How is scene shop different from the automotive work you do?
“This is more of a visual artwork. I have never really had to care how it looks. It’s been more of a functional approach as opposed to a physical and appearance approach. I’m pretty bad at that so it’s really cool to get practice in it and kind of start thinking about that. Whenever I’m making something, I've started to consider how it will all come together and look as a whole.”

How do you think your work in the scene shop will help your career?
“It’ll definitely help with taking a step back and looking at something. I can design the fuel system; I can design the lubrication system; but if you were to put them together and take a picture of it, how would they look? How would they look together?”


Isabelle Stark '16

Isabelle Stark and other dancers

Major: Biological Sciences
PMA Productions: Three Locally Grown Dance Festival performances
Career Goal: Researcher

Why did you get involved in dance at PMA?
"A big part of my life in middle school and high school was performing each year in The Nutcracker and other productions. During my freshman year at Cornell, I stopped dancing because I wanted to try new things, but I found that I really missed dancing and performing. I started taking PMA courses my sophomore year, and that was also the first year I was invited to be in the Locally Grown Dance Festival. It gives me a chance to perform challenging and interesting work each year."
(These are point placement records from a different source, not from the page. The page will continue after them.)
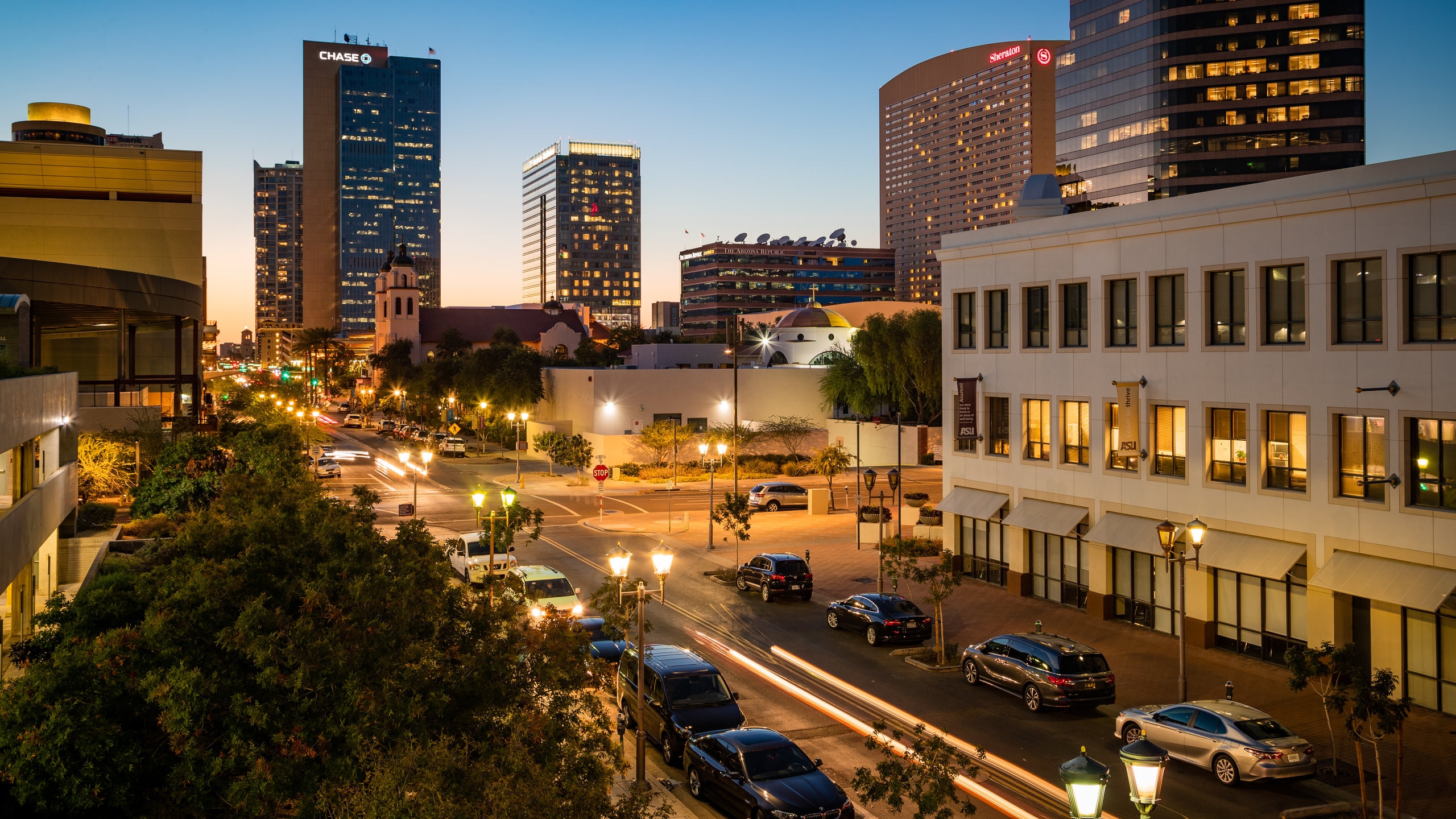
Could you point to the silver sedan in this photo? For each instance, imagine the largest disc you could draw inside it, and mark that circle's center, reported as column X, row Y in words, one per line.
column 1234, row 741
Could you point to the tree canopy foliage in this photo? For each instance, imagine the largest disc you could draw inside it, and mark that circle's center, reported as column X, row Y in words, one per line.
column 893, row 365
column 284, row 656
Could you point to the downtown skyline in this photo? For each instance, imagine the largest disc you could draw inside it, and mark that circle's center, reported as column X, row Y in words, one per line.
column 494, row 113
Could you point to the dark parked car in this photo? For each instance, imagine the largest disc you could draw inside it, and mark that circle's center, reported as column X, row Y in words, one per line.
column 606, row 642
column 778, row 494
column 1044, row 669
column 774, row 574
column 882, row 618
column 762, row 773
column 685, row 694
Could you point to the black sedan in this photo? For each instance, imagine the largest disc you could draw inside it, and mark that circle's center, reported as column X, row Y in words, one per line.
column 882, row 618
column 760, row 773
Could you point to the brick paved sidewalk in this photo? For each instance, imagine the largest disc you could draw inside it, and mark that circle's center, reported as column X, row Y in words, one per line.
column 1147, row 664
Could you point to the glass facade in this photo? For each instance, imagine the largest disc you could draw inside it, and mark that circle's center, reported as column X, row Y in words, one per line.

How do you think your work in PMA will help you professionally?
"My work in PMA has taught me to be more open to new experiences and ideas and it has also helped me step out of my comfort zone."

Jeanette Pang '19

Jeanette Pang in the Schwartz Center's scene shop

Major: Architecture Minor: Performing and Media Arts
Career Goal: Undecided

How did you get involved in scene shop?
“I went to the meeting during the first semester. I really like acting but I’d never really done scene stuff before. I’m in architecture so this sort of correlates to what I’m doing right now.”

What are the overlaps between your other academic work and PMA classes?
“The most obvious one is between architecture and scene shop because we’re building scenes and architecture is all about space and how you arrange space. The second relationship is with acting and architecture because as actors you have to interact with what’s around you and as architects you have to build stuff that people can interact with and can explore around.”

Do you see this as a joining of two of your passions?
“I really like it because I love theatre and I was debating between architecture and theatre for college. This is sort of the best of both worlds where I get to do architecture and theatre and I don’t only get to do theatre in the sense of acting. I get to do scene shop and other things and lighting and everything.”

What do you want to do for a career?
“I really want to do something that combines architecture and theatre. I don’t know if that’s possible but I’m trying to look into that.”